Il motivo per cui non ha senso sognare un Milei italiano è molto semplice. Perché le tasse e il debito sono consustanziali alla nostra vita politica nazionale, fondata sul culto dello Stato di una nazione mai costruita. Occorre un breve schemino per far capire come sognare Milei possa essere rinfrescante, ma poco realistico. Lo Stato non produce ricchezza, la sposta dalle tasche di alcuni per metterla nelle tasche di altri. L’azione fiscale del governo crea per sua stessa natura due gruppi contrapposti: i produttori di tasse e i consumatori di tasse. Se anche le tasse fossero utilizzate benissimo dalla burocrazia illuminata, come minimo accadrebbe che la casta burocratica stessa vivrebbe alle spalle degli altri. La politica dovrebbe riuscire a mascherare chi le tasse le produce e chi le consuma, mantenendo quella che è la geniale definizione prodotta da un geniale economista francese nell’Ottocento: “Lo Stato è la finzione secondo la quale tutti credono di poter vivere alle spalle di tutti gli altri”.

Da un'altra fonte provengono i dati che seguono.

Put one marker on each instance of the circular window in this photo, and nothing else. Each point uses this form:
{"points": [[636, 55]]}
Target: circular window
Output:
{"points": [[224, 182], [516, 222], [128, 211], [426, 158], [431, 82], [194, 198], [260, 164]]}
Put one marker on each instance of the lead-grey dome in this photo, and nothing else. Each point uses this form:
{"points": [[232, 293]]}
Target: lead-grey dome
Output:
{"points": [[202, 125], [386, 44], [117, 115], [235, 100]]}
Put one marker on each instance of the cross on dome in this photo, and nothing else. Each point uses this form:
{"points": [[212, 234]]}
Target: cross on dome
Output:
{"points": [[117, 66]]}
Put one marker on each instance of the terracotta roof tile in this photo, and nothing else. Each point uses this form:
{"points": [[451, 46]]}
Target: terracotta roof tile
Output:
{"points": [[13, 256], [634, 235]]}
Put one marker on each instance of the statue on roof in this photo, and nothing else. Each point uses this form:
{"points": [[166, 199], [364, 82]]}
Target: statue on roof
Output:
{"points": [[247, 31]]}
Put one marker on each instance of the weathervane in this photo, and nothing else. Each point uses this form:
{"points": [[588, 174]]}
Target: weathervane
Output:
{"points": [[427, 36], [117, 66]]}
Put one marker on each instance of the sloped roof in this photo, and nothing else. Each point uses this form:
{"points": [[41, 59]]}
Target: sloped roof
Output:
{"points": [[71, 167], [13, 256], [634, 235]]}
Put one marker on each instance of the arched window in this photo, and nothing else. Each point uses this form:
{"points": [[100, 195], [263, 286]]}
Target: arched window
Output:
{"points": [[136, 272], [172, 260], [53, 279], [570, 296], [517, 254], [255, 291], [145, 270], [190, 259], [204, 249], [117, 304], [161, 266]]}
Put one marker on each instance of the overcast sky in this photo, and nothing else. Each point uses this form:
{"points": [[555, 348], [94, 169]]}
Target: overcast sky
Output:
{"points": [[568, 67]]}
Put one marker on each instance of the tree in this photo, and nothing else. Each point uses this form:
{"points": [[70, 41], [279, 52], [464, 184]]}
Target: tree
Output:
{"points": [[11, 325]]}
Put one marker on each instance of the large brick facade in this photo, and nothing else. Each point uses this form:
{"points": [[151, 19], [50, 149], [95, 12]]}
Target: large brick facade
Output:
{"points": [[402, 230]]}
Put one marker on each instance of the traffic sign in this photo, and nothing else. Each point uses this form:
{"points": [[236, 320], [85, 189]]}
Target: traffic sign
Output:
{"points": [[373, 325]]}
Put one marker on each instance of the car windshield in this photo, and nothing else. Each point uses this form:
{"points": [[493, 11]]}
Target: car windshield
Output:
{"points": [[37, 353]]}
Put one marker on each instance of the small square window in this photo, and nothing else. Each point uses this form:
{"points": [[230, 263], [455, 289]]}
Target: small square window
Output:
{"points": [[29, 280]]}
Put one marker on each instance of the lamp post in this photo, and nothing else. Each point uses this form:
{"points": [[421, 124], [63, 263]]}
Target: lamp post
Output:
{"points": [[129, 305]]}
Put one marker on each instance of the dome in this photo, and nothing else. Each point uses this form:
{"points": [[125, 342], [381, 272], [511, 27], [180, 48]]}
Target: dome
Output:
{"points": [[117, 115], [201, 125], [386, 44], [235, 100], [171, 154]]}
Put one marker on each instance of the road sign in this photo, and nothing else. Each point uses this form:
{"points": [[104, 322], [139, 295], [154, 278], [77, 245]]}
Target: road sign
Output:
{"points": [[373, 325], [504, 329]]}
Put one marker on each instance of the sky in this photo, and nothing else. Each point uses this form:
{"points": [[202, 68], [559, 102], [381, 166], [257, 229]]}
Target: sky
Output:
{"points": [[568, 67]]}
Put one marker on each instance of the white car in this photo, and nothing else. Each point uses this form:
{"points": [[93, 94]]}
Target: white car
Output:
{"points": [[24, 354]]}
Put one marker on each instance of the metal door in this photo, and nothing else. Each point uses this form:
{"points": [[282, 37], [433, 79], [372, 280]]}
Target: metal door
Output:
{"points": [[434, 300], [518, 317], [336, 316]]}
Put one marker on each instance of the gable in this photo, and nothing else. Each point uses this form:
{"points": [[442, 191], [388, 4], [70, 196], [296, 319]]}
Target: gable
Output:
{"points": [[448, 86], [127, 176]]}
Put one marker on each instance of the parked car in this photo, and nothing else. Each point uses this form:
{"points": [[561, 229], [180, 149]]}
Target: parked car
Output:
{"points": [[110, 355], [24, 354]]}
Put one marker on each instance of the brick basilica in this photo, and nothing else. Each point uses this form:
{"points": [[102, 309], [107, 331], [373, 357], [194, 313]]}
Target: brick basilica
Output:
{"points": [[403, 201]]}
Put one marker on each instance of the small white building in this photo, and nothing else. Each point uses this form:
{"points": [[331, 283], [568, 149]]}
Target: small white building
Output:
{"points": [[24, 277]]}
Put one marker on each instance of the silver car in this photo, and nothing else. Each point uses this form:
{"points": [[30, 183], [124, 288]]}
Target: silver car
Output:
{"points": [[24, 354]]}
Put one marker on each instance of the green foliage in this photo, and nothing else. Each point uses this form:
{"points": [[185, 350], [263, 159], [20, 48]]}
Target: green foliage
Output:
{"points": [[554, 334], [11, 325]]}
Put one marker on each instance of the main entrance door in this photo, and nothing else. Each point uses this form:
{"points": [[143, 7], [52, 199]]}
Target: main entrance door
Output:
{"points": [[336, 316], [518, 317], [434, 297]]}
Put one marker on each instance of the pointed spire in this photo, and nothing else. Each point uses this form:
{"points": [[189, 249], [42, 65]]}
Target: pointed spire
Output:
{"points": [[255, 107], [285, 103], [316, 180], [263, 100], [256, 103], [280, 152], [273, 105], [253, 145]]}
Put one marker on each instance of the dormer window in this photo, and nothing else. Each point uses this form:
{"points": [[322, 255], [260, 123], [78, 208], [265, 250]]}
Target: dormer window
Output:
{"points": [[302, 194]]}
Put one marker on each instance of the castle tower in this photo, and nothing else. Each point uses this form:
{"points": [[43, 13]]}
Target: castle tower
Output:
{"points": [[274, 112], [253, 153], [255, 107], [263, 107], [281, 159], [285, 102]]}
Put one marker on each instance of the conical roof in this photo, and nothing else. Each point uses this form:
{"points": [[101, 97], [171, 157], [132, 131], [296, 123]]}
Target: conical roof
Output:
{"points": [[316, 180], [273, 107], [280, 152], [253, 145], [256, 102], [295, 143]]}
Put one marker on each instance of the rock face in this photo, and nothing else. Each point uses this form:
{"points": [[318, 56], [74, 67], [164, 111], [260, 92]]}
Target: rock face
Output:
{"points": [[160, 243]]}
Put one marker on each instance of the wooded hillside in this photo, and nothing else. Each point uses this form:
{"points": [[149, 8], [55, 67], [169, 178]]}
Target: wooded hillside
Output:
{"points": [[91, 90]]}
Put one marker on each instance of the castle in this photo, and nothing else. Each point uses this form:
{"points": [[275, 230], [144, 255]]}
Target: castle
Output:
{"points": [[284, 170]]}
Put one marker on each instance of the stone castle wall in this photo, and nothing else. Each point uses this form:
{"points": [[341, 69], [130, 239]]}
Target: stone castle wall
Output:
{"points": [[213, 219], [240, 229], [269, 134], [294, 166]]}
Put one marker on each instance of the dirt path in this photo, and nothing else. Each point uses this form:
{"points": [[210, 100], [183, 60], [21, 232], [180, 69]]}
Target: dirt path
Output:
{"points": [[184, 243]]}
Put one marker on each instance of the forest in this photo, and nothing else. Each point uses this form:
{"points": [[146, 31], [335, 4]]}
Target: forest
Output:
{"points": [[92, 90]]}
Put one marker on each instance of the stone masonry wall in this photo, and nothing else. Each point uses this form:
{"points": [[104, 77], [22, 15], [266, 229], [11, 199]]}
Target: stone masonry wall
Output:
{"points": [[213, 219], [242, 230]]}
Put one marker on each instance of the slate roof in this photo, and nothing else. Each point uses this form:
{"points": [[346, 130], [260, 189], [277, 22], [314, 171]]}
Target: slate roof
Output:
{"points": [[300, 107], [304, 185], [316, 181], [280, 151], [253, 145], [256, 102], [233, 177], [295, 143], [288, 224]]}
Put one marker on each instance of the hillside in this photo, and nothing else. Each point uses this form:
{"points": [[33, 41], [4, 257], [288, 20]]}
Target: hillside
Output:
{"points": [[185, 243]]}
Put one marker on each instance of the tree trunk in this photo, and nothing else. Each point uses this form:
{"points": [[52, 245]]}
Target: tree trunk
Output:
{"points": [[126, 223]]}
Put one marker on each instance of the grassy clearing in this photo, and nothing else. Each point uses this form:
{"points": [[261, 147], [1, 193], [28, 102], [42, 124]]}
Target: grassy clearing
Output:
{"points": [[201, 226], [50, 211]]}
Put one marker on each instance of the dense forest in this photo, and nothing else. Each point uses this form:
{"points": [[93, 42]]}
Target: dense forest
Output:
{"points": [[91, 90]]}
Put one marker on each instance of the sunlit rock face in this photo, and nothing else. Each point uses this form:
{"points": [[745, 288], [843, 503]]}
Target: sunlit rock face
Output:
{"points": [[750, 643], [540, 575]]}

In Italia, il debito, il suo mantenimento e la rapina della Lombardia e delle altre regioni produttive hanno fatto saltare la possibilità di questa finzione. È ormai impossibile credere di esser parte di una ragnatela di relazione statuali dalle quali guadagniamo e perdiamo un po’ tutti. Chi paga e chi riceve, chi tiene i cordoni della borsa e chi la borsa la riempie e basta è il segreto di Pulcinella.  Vi è una “lotta di tasse” fra chi esige più welfare e “diritti di cittadinanza” e chi sa perfettamente che deve pagare tutto ciò. Lo Stato, sorto per creare l’“ordine politico” è diventato ormai solo lo strumento del parassitismo politico. La particolarità italiana, unica al mondo, è che da noi l’area del parassitismo e quella produttività seguono linee geografiche chiare e distinte. Che sono anche confini regionali. Quindi non si può gridare basta tasse, basta debito senza aggiungere basta Roma.

Il sistema fiscale italiano è destinato a riprodurre il calabrese e il lombardo all’infinito. Un dato di qualche anno fa, ma sempiterno nella sua portata tragica, illustra plasticamente tutto: per generare un euro di spesa pubblica sul proprio territorio il contribuente lombardo versa al fisco 2,45 euro, al contribuente calabrese basterà il pagamento di 27 centesimi di euro per ottenere lo stesso risultato. Sarà allora razionale, almeno nel breve periodo, difendere l’attuale sistema in Calabria, ma appare semplicemente folle la sua difesa in Lombardia. Nessuno è in grado di infrangere quel “soffitto di cristallo” che impedisce alla visione sociale che pone al centro la libertà della persona umana di essere conosciuta e apprezzata in questo paese. Perché per farlo occorrerebbe mettere in crisi le politiche clientelari e assistenziali che accompagnano il cammino nazionale. In breve noi siamo una Baviera appiccicata a un’Argentina con travasi costanti di soldi e questo significa che affogheremo lentamente insieme.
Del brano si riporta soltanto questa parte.